Belfast nail bar woman 'is no gangster's moll', drug trial hears
A Northern Ireland businesswoman allegedly linked to seizures of more than £800,000 worth of cannabis is no gangster's moll, the High Court heard today.
Prosecutors claimed 35-year-old Hang Nguyen was part of a crime operation, headed by her partner, growing drugs at factories across Northern Ireland.
But counsel for the nail bar technician insisted the case against her is based on nothing more than suspicion.
Declan Quinn argued: "If the prosecution are suggesting this lady is some sort of gangster's moll, there's no evidence of any trappings of a lavish lifestyle.
"When she was arrested at her business premises she had only £170."
Nguyen, of Lisburn Road in Belfast, faces 10 charges including producing and conspiracy to produce Class B drugs, and assisting unlawful immigration.
The mother-of-two was granted bail but banned from any contact with her 40-year-old partner and co-accused, Luong Bui.
The alleged offences were committed between April 1 and December 5, when police raided an industrial unit on the Glen Road in Comber, Co Down.
Crown lawyer Natalie Pinkerton said the warehouse had been divided into 10 rooms split over two floors.
Officers seized 1,200 cannabis plants with an estimated street value of £600,000.
Living quarters had been set up for those allegedly growing the drugs, with one man claiming he had resided in the warehouse for six weeks after being brought over from Vietnam.
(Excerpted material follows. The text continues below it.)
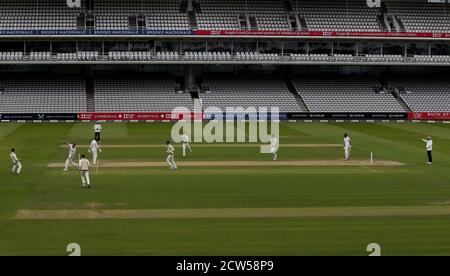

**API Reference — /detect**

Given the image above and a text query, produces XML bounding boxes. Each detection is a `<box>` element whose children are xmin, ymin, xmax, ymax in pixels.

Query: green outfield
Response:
<box><xmin>0</xmin><ymin>123</ymin><xmax>450</xmax><ymax>256</ymax></box>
Drugs worth £155,000 and £70,000 were also uncovered at residential properties in Coalisland, Co Tyrone, and the Four Winds area of Belfast as part of the same investigation.
Based on CCTV footage, the prosecution allege Nguyen and her partner purchased and delivered food and supplies to those staying at the facilities.
However, Mr Quinn insisted there was "clear blue water" in the strength of the case against his client and Bui.
He told the court she is a British citizen who left Hong Kong for the UK in 1992, arriving in Northern Ireland five years ago.
Since then she has been self-employed as a nail bar technician at outlets near her south Belfast home and in Lisburn, Co Antrim.
"She vehemently denies any role, she is not her partner's keeper," the barrister stressed.
Granting bail, Mr Justice Burgess acknowledged the allegations against Nguyen involved playing a lesser part in the operation.
Noting the potential impact on her two children, the judge ruled she can be released from custody.
He added: "She should surrender her passport to police and is not to leave the jurisdiction."